Even if I hadn't recognized the voice, there was only one woman I knew-in London, anyway-who'd deliberately address me as darling while I was engaged in another woman's room. I sighed, and checked my gun, and put it into my pocket, leaving my hand on it. I opened the door just far enough to let me slip out into the hall.
"Hello, Vadya," I said, pulling the door closed behind me.
She had made a quick recovery since I'd seen her last. Her hairdo had been reconstructed on a slightly less spectacular scale. Her rumpled suit and damaged blouse had been replaced by a straight black linen dress-well, as straight as her contours allowed-that covered her shoulders but left her arms bare. A diaphanous, multicolored chiffon scarf was strategically arranged to mask the bruises on her neck she hadn't quite been able to cover with makeup. She was wearing the kind of boldly patterned black stockings that were currently making a great fashion hit-I guess every woman has a secret yearning to look like a tart-and high-heeled black pumps.

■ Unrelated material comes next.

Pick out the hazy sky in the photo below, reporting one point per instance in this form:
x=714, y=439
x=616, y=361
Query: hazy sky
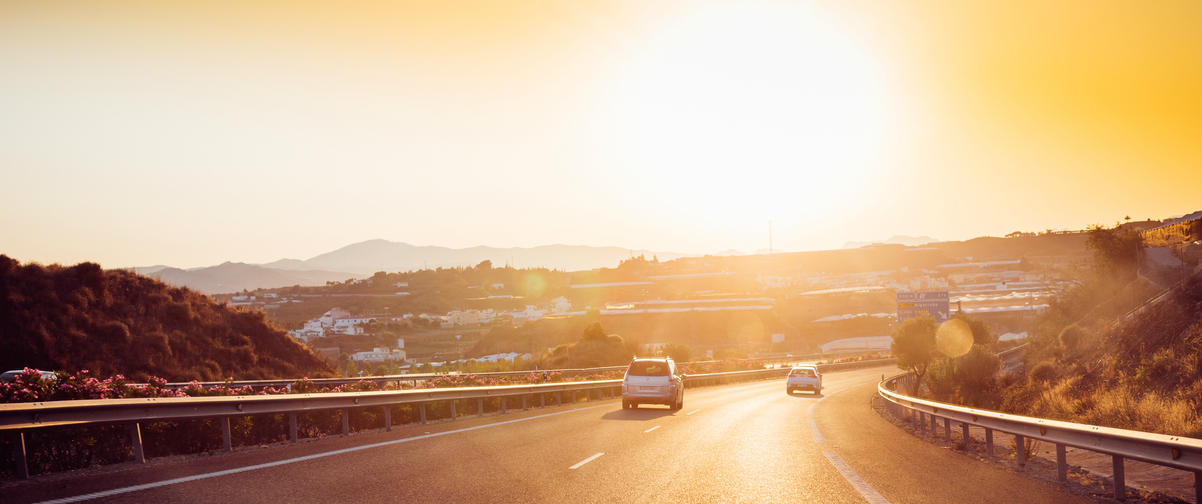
x=196, y=132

"It's very thoughtful of you, Vadya," I said. "I certainly appreciate it. But it wasn't really necessary."
She frowned. "What in the world are you talking about, darling?"
"Didn't you come to give me back my coat? I thought you were afraid I might catch cold without it."
"Ah, you are joking me, and your coat is in my room at Claridge's," she said with a laugh. She glanced down at my bulging jacket pocket. "Is that necessary? You should be careful, Matthew, or you will become like those of whom we know, those who cannot even shave without aiming a gun at the man in the mirror and ordering him to stand still."
That took care of the polite preliminaries, and I asked bluntly, "Just what the hell are you doing here, doll?"
"Why, I am following you, of course." Her expression was bland and innocent. "Shall we say that I am protecting my interests? We are working together, are we not? That was agreed. When I see you consulting with another woman, and visiting her room, I am disturbed. That was not agreed."
I said, "Somehow I don't seem to recall all these ironclad agreements."
She smiled. "Perhaps I used the wrong word. Perhaps it was not agreed, merely understood. But we are working together in the matter of McRow, are we not? Despite your lousy behavior of this afternoon, which I magnanimously forgive." She touched her neck lightly, and let her hand fall.. "And if there is to be another woman involved, should I not meet her? Who is this girl, Matthew?"
I shrugged. "Just a kid who thinks she's related to me in some way. She asked me up to see her family papers."
Vadya looked at me for a moment, and threw back her head and laughed with real amusement. "You are very entertaining, darling. First it is a wife and then it is a distant cousin. You surely don't expect me to believe-"
It was the reaction I had anticipated. Sometimes the truth can be more useful than a lie. I said, "Hell, believe what you like."
"Matthew, please! I am still not convinced of this marriage and this bride of yours. Don't try to sell me any more of your relations today."
I shrugged. "Okay, so the girl is a desperate Mata Han type packing a gun in her purse and a knife in her stocking. Have it your way."
"And you will ask me in to meet her?"
I shrugged again. "Sure," I said. "Go on in. Meet her."
I stepped back and opened the door. Vadya rearranged the filmy scarf about her shoulders and walked in. She stopped short. I heard her breath catch. I made a note of the fact that her hand went, not to her purse, but to the top of her dress.
I said, "Be careful. This.38 Special makes an awful mess." I reached back left-handed and closed the door and locked it.